Responsibility is a word used often in parenting. I knew I was making some big promises when I got pregnant. I am responsible for making sure my baby is fed, clean, clothed, for making sure there are no knives within reach, buckling her car seat correctly, and her general well-being on a moment-to-moment basis.
But lately another responsibility has been made glaringly obvious, and it is the heaviest one so far. The responsibility of giving my child confidence.
CeCe is taking a gymnastics class, and I've turned into the type of parent I used to think was over-the-top. Every skill CeCe attempts gets a round of applause. It doesn't matter if it is her first or tenth try, we give her high fives. Whether she succeeds or falls on her butt, Matt and I are the loudest parents in the room, with our cries of "Way to go!" and "Awesome job, babe!"
I didn't play competitive sports, so I was not bombarded with the term "loser" very much. I was in theater, where there was no keeping score. My parents were in the audience for every single show, and they clapped as loud the third time as they did the first time I performed my big musical number. I didn't realize at the time how that was shaping me.
My parents often told me outright that I did a great job, and in retrospect I can see there were times I probably wasn't that great. But those words they spoke turned into whispers that have echoed in the back of my head throughout my life. Feelings of self-doubt and insecurity do happen, but those whispers quietly take hold and subconsciously remind me of how I should feel about myself.
When I picture my ideal future for CeCe, I don't imagine any certain job or lifestyle. I want to see strength and security. I want her to have the ability to pick herself up and ignore the taunts of others. I want her to know that there is no failure that can stop her from trying again, and that she doesn't have to be perfect to be amazing. I want her to know that life is incredibly hard, but she can make it work if she stays positive.

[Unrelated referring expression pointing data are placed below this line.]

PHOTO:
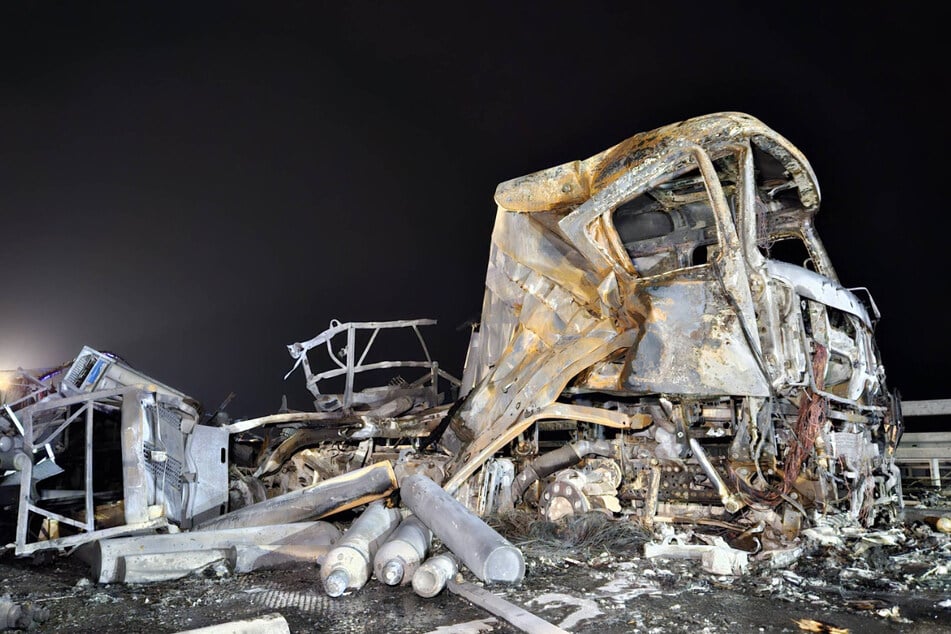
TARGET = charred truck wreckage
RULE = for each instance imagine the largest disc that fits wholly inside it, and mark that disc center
(663, 340)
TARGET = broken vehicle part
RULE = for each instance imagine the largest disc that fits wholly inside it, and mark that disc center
(273, 623)
(490, 557)
(431, 577)
(400, 556)
(516, 615)
(64, 426)
(716, 556)
(346, 491)
(349, 565)
(671, 297)
(148, 558)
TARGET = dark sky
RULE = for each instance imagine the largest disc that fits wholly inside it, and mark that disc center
(193, 186)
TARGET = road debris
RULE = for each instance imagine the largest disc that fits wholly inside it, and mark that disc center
(666, 365)
(349, 565)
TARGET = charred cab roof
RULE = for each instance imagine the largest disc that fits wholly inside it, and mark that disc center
(572, 183)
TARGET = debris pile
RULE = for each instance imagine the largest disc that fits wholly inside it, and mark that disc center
(664, 344)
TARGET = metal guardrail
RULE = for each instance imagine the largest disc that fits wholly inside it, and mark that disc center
(930, 449)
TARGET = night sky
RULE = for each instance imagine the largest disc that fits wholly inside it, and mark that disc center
(193, 186)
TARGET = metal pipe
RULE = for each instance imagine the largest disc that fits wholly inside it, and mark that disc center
(490, 557)
(398, 559)
(349, 564)
(560, 458)
(333, 495)
(434, 574)
(732, 502)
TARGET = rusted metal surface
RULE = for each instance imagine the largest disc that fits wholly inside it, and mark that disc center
(663, 340)
(668, 299)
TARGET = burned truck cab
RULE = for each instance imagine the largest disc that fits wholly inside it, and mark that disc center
(667, 307)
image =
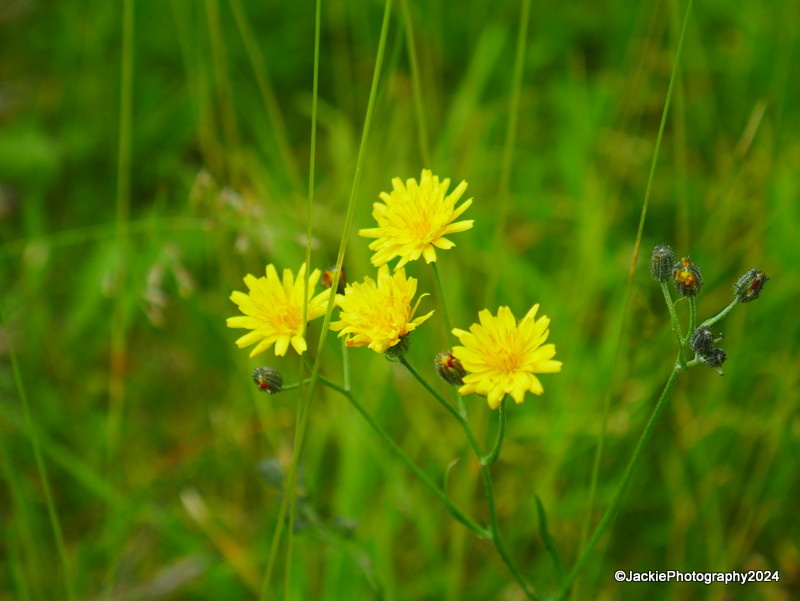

There is a quote that sums up how I feel about this new-found responsibility: "How you talk to your child becomes their inner voice." My inner voice tells me I am smart, that life isn't fair so I won't always win, but that I can do big things and do them well. Raising a daughter who possesses confidence and a solid sense of self is my next big thing. It's a good thing my inner voice is telling me I can do it well.